Originally Posted by
Yvaelle
Right, but all of that could not start until 10 years from now, yes?
I think people get so caught up in all the peripheral requirements to a completed project - that they become committed to, "we must start now if we want them operational in 10 years!" - when what I'm saying is, "we could decide to start in 10 years, and have them operational in 20".
It seems to be a shitty program today that we shouldn't be a part of. In 10 years, we will know if it's good or not - and then can decide if that's the right path to go down.
More importantly, as I said some pages back - doing this at the expense of virtually all our other military spending seems like catastrophic folly: we don't need jets.
Edit:
I do a bit of advising on whether projects should go forward or not - and the way the discussion is too often phrased is, "What is the cost/benefit?" - instead the question I'm asking is - "Is this the right timing?".
So for example, a telecom startup many years ago developed proprietary technology that massively increased the potential bandwidth of fibreoptic networks - it overshadowed the requirements at the time by at least an order of magnitude - so they set about building global fibre networks using this new technology. The cost was the same as their competitors, and the benefit was something like 8-10 times the bandwidth. The potential was huge.
The reason you have probably never heard of this company, is because they went under shortly after - not due to the quality of their product - all of the infrastructure they built is actively used today, and their technology is still the gold standard in telecom. Instead, they went under because the timing was bad - it was right during the tech crash - and they were perceived as a tech company - and they were building capacity for a market that didn't exist yet: because this was before YouTube / Netflix normalizing streaming 1080p for the masses. The cost/benefit was so good it was hard to believe, but the timing? The timing couldn't have been worse.
Another big advocate of this way of thinking is Ray Kurzweil, who predicts technological breakthroughs not so much by when he anticipates the tech will get there - but when the timing will be right - when the masses will be normalized to such tech, and when they will demand it.

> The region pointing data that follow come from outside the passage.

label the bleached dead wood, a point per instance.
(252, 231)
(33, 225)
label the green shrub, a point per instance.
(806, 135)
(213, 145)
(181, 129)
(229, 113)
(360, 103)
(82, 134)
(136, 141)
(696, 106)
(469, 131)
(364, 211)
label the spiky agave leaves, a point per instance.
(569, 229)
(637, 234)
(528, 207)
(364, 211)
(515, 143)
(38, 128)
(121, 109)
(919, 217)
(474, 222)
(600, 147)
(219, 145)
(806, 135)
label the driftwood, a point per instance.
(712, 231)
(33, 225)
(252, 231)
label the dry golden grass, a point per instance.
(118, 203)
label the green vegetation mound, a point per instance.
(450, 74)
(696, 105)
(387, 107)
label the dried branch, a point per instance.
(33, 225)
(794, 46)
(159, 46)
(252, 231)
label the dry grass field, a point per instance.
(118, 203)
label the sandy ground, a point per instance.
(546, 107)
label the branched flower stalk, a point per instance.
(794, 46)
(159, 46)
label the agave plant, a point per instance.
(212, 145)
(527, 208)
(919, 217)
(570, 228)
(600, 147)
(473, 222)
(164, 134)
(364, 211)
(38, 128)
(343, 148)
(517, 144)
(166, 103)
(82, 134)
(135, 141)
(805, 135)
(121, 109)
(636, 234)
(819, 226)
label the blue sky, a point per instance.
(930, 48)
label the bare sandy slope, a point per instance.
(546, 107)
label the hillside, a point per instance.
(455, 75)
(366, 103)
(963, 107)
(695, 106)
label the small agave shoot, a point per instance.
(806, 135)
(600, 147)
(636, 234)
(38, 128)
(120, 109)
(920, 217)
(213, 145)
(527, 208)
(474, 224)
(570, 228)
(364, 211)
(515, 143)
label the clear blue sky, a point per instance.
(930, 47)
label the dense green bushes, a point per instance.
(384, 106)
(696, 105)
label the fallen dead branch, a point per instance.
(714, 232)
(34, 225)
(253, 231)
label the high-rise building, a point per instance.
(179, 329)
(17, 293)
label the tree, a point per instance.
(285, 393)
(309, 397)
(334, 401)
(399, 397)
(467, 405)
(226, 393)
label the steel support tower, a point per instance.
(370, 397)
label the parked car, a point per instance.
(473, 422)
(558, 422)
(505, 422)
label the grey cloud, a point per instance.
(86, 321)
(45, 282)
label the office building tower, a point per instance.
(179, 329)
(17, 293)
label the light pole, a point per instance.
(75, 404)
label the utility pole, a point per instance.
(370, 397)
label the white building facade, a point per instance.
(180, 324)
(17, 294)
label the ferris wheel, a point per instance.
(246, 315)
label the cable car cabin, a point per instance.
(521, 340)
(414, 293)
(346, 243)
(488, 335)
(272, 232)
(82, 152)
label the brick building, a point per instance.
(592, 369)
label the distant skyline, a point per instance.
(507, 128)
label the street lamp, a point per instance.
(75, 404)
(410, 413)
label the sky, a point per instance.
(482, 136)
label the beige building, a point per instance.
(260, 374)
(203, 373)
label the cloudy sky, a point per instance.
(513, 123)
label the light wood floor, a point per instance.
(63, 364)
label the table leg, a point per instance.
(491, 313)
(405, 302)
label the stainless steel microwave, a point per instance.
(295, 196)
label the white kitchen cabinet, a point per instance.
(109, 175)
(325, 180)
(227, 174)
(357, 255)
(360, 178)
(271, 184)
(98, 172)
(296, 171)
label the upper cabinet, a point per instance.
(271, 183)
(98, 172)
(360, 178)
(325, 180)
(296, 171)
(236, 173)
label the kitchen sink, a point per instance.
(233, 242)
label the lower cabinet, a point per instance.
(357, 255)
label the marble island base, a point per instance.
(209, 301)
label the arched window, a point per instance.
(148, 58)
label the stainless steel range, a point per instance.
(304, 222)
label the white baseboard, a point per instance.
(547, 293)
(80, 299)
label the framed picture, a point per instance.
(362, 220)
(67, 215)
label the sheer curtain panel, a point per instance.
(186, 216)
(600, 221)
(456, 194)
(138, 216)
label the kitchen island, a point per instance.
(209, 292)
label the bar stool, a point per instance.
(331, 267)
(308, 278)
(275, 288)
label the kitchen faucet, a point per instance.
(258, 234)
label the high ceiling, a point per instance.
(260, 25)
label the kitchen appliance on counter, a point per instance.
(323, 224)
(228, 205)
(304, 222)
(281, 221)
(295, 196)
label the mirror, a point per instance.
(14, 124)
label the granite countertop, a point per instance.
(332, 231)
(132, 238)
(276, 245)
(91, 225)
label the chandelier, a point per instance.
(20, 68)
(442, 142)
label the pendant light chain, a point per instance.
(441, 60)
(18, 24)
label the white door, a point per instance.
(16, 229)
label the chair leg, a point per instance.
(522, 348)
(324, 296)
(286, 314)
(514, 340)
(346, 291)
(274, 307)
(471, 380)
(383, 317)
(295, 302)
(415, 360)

Put aside whether the F-35 is more beneficial than its cost for a moment, and consider the timing here. We're talking about making an enormous investment into uncertain technology, for which we have no foreseeable demand, when we don't exactly have spare billions burning a hole in our pockets, which could better be used for virtually any other program spend in our budget, and even if it were directed to the military - could be better spent on doing more of what we already know works well: our armed forces.